M. Rainer Lepsius: Nation und Nationalismus in Deutschland, in: ders.: Interessen, Ideen und Institutionen, Opladen 1988, S. 232–246, 233.

Die Nation ist zunächst eine gedachte Ordnung, eine kulturell definierte Vorstellung, die eine Kollektivität von Menschen als eine Einheit bestimmt. Welcher Art diese Einheit sein soll, ergibt sich aus den Kriterien für die Bestimmung der nationalen Kollektivität in der Ordnungsvorstellung der Nation. Sind dies ethnische Kriterien, so bestimmt sich eine Nation als ethnische Abstammungseinheit; sind dies kulturelle Kriterien, so stellt sich die Nation als Sprachgemeinschaft dar. Sind es Kriterien staatsbürgerlicher Rechtsstellung, so ist die Nation eine Einheit von Staatsbürgern. Je nach den Kriterien und ihrer Mischung ergeben sich unterschiedliche Kollektivitäten von Menschen, die untereinander einen nationalen Solidaritätsverband formen sollen. Die Eigenschaften, die in einer gedachten Ordnung der Nation Geltung gewinnen, begründen daher unterschiedliche Arten von Nationen. Die Nation ist daher keineswegs eine naturwüchsige und eindeutige Ordnung des sozialen Lebens, sie ist über die Zeit veränderlich und an die realen Machtkonstellationen der geschichtlichen Entwicklung anpassungsfähig.

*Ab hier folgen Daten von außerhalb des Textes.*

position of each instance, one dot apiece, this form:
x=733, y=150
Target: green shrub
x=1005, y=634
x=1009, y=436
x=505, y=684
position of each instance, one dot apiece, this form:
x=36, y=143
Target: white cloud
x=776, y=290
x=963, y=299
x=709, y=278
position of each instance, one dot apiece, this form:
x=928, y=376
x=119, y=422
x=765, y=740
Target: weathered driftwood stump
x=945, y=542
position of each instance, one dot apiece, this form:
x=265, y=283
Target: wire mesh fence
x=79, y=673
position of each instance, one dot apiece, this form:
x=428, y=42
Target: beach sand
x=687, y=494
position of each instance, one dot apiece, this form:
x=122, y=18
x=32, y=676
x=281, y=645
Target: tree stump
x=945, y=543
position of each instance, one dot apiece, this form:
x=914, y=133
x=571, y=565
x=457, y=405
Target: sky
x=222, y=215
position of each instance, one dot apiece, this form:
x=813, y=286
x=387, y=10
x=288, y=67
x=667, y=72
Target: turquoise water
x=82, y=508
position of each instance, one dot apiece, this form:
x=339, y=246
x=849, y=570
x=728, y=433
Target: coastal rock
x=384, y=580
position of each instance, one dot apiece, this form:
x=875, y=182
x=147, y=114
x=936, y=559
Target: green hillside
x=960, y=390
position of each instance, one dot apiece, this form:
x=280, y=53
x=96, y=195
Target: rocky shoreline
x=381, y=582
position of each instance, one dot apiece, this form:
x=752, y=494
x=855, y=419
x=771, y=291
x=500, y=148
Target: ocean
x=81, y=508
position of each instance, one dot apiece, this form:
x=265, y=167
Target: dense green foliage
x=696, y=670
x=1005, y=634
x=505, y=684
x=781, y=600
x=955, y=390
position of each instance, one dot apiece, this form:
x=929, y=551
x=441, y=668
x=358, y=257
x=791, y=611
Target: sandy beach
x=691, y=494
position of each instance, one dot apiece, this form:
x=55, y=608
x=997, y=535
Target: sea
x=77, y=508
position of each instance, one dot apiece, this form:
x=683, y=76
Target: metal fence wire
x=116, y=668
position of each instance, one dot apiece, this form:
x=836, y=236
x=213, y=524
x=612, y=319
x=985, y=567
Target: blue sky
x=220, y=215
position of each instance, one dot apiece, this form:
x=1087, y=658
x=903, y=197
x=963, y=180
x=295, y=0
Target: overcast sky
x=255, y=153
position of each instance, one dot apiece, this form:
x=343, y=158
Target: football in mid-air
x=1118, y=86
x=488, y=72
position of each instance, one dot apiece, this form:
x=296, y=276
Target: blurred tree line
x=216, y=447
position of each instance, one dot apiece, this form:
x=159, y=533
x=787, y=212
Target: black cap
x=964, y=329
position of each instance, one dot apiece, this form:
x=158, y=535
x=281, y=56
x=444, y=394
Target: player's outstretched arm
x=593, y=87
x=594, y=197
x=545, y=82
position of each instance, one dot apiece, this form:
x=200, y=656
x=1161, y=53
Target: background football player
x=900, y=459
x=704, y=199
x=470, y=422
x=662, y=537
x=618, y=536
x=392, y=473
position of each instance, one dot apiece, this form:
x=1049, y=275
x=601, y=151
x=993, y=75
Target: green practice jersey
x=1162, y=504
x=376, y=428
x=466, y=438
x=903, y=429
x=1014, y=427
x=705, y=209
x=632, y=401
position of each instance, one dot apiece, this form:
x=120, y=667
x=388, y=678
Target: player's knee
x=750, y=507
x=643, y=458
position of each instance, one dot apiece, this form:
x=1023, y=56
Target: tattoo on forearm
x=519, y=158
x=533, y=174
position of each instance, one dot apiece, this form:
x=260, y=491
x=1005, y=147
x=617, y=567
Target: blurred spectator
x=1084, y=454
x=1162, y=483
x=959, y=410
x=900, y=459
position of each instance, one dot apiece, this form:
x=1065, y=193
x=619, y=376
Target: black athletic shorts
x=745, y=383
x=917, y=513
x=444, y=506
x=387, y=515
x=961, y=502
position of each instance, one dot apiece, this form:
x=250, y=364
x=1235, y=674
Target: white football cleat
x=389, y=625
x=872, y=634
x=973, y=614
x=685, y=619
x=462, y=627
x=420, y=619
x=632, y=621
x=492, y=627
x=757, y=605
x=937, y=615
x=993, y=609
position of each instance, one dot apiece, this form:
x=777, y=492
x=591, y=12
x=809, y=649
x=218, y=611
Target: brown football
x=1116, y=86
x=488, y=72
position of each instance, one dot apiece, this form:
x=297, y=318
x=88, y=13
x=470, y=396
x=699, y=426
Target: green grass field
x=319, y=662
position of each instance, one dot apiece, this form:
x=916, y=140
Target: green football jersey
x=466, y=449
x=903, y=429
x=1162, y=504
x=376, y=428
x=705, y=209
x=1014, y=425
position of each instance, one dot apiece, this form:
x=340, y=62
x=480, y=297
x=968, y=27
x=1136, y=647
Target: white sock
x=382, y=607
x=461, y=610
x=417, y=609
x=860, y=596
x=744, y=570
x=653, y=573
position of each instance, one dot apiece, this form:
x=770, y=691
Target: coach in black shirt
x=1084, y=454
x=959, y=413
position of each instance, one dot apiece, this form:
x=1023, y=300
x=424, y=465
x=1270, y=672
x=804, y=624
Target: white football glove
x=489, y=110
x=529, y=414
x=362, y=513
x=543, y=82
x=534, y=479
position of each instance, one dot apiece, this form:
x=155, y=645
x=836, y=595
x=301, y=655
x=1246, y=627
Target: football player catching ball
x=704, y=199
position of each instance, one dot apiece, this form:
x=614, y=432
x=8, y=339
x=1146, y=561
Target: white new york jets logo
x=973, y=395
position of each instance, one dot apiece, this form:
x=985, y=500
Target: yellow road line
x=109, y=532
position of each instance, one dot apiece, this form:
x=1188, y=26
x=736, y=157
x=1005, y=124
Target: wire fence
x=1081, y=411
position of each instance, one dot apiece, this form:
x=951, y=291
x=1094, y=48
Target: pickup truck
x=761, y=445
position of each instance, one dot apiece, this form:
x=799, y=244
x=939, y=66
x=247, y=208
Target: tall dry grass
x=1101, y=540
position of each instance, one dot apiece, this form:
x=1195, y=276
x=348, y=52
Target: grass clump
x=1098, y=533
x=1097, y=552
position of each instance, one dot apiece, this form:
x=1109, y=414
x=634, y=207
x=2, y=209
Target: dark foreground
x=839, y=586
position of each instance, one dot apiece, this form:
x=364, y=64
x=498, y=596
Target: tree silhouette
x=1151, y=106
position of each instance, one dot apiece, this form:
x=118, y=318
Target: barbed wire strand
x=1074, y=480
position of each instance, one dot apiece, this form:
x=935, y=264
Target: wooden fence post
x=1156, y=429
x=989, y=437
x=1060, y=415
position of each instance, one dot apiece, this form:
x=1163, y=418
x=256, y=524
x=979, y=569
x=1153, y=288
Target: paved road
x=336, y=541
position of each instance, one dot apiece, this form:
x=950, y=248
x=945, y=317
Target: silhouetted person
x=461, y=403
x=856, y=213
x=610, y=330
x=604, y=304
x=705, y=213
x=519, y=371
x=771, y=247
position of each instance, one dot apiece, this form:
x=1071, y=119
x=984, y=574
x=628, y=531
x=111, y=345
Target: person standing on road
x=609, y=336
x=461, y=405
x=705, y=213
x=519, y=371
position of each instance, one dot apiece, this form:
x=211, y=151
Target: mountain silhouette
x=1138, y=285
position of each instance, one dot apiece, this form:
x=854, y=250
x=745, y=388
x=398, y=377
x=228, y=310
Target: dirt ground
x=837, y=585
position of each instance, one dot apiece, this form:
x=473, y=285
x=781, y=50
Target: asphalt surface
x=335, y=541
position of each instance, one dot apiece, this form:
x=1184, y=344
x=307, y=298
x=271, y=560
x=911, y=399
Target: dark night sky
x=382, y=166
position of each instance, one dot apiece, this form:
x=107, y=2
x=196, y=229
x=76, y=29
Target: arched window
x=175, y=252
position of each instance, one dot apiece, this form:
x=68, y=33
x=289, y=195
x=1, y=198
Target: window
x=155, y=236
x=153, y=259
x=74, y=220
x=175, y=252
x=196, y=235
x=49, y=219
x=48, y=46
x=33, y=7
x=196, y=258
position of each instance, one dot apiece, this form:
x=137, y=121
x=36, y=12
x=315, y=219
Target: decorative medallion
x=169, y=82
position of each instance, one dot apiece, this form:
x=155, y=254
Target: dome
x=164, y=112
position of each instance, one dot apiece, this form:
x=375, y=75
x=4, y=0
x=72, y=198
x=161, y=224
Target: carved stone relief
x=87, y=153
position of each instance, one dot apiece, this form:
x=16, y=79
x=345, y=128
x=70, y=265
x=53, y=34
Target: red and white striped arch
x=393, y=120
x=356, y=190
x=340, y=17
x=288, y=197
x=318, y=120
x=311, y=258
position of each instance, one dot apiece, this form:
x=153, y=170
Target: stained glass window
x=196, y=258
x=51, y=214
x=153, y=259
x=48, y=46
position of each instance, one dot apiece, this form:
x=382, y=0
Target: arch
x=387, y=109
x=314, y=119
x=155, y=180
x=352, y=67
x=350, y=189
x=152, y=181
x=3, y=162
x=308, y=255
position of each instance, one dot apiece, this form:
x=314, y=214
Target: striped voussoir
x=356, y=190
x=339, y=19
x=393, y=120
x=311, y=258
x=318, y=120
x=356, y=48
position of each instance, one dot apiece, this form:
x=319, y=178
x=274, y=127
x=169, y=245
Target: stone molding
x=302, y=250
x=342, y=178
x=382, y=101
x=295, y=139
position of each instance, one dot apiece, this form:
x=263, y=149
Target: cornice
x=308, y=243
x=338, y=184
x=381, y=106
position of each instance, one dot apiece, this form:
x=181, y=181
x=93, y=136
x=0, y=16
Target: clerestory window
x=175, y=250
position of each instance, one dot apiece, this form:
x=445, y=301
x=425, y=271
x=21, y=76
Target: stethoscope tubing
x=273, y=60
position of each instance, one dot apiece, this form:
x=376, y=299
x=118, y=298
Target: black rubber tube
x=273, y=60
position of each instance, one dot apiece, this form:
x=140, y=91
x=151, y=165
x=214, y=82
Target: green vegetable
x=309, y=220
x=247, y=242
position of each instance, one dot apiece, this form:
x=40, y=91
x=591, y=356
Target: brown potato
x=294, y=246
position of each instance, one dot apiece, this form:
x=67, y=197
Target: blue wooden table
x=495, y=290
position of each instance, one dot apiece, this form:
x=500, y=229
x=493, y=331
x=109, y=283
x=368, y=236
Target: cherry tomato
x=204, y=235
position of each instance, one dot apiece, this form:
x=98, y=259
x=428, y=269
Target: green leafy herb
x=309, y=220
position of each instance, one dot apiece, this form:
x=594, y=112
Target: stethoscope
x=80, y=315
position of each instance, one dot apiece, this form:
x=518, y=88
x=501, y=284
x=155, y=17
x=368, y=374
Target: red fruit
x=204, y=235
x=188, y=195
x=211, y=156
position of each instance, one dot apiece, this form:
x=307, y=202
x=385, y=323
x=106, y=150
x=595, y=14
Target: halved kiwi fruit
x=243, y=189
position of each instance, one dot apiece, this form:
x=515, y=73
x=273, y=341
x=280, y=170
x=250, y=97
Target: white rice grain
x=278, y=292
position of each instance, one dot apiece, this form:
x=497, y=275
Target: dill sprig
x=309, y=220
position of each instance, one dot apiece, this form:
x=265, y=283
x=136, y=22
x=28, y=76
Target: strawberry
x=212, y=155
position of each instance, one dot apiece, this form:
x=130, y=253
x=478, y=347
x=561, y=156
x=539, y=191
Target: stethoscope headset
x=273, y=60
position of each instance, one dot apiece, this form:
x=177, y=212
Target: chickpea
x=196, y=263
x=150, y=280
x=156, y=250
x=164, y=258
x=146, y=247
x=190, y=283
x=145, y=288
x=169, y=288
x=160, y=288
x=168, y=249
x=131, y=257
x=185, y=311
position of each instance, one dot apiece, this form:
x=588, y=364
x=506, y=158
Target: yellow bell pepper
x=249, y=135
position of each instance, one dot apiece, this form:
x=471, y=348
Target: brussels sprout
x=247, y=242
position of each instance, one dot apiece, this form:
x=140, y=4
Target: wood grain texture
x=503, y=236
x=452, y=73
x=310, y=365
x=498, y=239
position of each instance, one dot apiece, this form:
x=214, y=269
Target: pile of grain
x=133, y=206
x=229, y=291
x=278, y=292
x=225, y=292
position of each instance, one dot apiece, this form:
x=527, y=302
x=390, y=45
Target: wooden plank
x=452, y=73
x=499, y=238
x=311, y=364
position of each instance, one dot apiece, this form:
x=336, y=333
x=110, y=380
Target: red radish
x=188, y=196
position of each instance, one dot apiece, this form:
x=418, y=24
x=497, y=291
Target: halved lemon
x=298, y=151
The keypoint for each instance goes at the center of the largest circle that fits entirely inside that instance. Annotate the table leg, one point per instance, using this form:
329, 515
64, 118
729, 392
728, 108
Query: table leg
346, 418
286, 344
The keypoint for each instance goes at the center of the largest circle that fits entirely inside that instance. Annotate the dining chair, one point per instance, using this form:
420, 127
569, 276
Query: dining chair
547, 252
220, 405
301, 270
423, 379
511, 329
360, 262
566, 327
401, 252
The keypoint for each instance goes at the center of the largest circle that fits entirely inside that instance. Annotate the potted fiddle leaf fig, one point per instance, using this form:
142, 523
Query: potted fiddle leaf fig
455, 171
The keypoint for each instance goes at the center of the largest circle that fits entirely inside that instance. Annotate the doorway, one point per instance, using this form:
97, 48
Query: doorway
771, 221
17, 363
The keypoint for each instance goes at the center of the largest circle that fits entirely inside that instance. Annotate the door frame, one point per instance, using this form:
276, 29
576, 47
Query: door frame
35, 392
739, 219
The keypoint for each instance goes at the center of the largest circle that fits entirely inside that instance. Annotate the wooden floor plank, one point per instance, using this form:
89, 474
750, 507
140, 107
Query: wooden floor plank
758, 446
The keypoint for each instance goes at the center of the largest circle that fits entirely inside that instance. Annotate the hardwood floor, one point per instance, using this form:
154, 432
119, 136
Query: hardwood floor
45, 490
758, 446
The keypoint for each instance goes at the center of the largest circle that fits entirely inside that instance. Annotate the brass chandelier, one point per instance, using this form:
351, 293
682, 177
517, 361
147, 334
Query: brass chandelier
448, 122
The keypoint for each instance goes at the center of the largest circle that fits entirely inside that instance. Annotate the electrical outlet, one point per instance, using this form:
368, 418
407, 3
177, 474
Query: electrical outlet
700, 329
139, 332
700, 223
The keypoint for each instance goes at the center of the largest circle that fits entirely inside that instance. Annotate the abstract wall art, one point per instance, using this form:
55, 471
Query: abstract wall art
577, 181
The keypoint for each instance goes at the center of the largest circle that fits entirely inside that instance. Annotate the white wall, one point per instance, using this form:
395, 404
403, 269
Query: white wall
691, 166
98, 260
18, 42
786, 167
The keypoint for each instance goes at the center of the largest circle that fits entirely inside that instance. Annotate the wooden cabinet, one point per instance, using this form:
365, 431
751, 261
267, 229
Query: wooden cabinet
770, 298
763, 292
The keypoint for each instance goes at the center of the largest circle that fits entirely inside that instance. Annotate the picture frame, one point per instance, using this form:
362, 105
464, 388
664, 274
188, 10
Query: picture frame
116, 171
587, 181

Wellen der Nationalstaatsbildung

In Europa entstanden Nationalstaaten während des langen 19. Jahrhunderts zwischen der Französischen Revolution und dem Ersten Weltkrieg: auf der Basis des Nationalitätsprinzips in Italien (1860) und Deutschland (1871), durch Anerkennung kleinerer Gemeinwesen und Trennung in Belgien (1830), in Griechenland (1822), in Serbien (1878), Rumänien (1862) und Bulgarien (1908), aber auch durch allmähliche Umgründungen in Frankreich, Großbritannien, der Schweiz, in Spanien, Portugal und in den skandinavischen Ländern. Das 19. Jahrhundert war das Jahrhundert der Nationswerdung zahlreicher europäischer Staaten. Nach dem Ersten Weltkrieg lösten die Pariser Friedensverträge eine zweite Welle von Nationalstaatsgründungen in Osteuropa (Polen, Tschechoslowakei, Österreich, Ungarn, Jugoslawien, Litauen, Lettland, Estland), aber auch in Irland (1921) aus. Frühere europäische Kolonien wie Indien oder Indonesien organisierten sich erst nach dem Ende des Zweiten Weltkrieges als Nationalstaaten. Die Entkolonialisierung nach 1945 etablierte das nationalstaatliche Prinzip als die typische Organisationsform in den neuen Staaten Afrikas und Asiens. Nach dem Zusammenbruch des Kommunismus in Osteuropa 1991 dehnte sich dieser Prozess auch auf den Ostblock und die frühere Sowjetunion aus. Der Nationalstaat entstand als Organisationsform moderner Gesellschaften im 19. Jahrhundert in Europa und wurde im 20. Jahrhundert zu einem Exportschlager.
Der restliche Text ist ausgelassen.